Iudicet Dominus inter me et te, et ulciscatur me Dominus ex te: manus autem mea non sit in te.
13 Want zoals het oude spreekwoord zegt: Van bozen komt boosheid voort! Daarom wordt mijn hand niet tegen u opgeheven.
Sicut et in proverbio antiquo dicitur: AB IMPIIS egredietur impietas: manus ergo mea non sit in te.
14 Tegen wien is eigenlijk de koning van Israël opgerukt? Wien achtervolgt gij? Een dode hond, een vlo!
Quem persequeris, rex Israel? Quem persequeris? Canem mortuum persequeris, et pulicem unum.
15 Jahweh zal rechter zijn, en oordelen tussen mij en u; Hij zal toezien, mijn zaak verdedigen, en mij recht verschaffen tegen u.
Sit Dominus iudex, et iudicet inter me et te: et videat, et iudicet causam meam, et eruat me de manu tua.
16 Toen David deze toespraak tot Saul had beëindigd, vroeg Saul: Is dat niet uw stem, mijn zoon David? En nu begon Saul luidkeels te wenen.
Cum autem complesset David loquens sermones huiuscemodi ad Saul, dixit Saul: Numquid vox hæc tua est fili mi David? Et levavit Saul vocem suam, et flevit:
17 En hij sprak tot David: Gij zijt beter dan ik; want gij hebt het kwaad, dat ik u deed, met goed vergolden.

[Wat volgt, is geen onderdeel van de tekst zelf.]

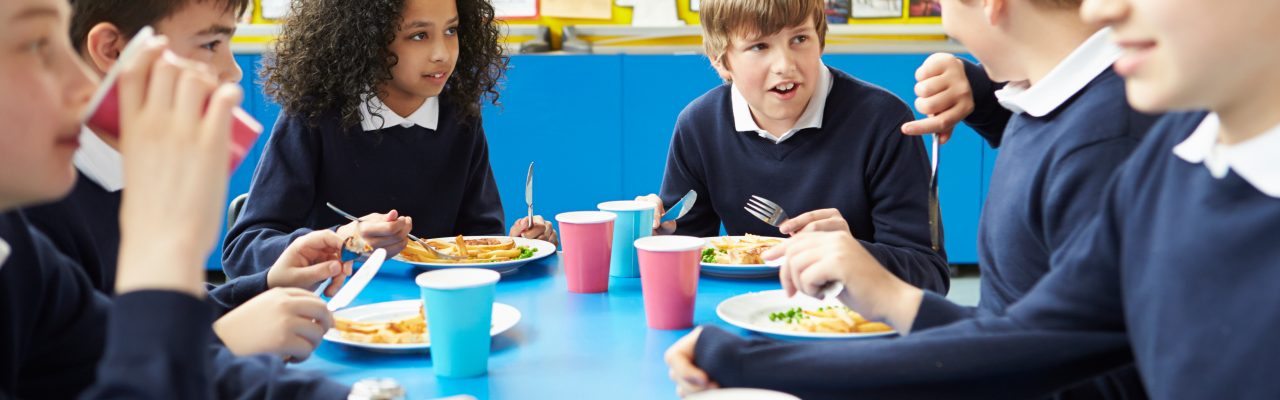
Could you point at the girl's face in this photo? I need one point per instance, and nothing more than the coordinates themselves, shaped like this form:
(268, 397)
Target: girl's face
(42, 90)
(426, 48)
(1191, 54)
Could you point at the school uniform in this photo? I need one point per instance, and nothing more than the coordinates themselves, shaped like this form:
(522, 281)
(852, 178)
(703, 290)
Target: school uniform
(1175, 273)
(432, 166)
(58, 341)
(86, 223)
(1064, 140)
(845, 151)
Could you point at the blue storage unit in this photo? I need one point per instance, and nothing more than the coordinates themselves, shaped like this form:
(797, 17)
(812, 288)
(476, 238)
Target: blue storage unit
(598, 127)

dixitque ad David: Iustior tu es quam ego: tu enim tribuisti mihi bona: ego autem reddidi tibi mala.
18 Vandaag hebt gij getoond, dat ge mij goed gezind zijt. Jahweh heeft mij in uw macht gegeven, en ge hebt mij niet gedood.
Et tu indicasti hodie quæ feceris mihi bona: quomodo tradiderit me Dominus in manum tuam, et non occideris me.
19 Want als iemand zijn vijand ontmoet, laat hij hem dan rustig gaan? Daarom zal Jahweh u belonen voor wat gij vandaag aan mij hebt gedaan.
Quis enim cum invenerit inimicum suum, dimittet eum in via bona? Sed Dominus reddat tibi vicissitudinem hanc pro eo quod hodie operatus es in me.
20 Ja, ik weet, dat gij koning wordt, en dat het koningschap van Israël in uw handen bestendig zal zijn.
Et nunc quia scio quod certissime regnaturus sis, et habiturus in manu tua regnum Israel:
21 Welnu, zweer mij dan bij Jahweh, dat ge mijn nageslacht niet zult verdelgen en mijn naam niet zult uitwissen uit het huis van mijn vader.
iura mihi in Domino, ne deleas semen meum post me, neque auferas nomen meum de domo patris mei.
22 En David bezwoer het hem. Toen ging Saul huiswaarts, en David keerde met zijn mannen naar de bergvesting terug.
Et iuravit David Sauli. Abiit ergo Saul in domum suam: et David, et viri eius ascenderunt ad tutiora loca.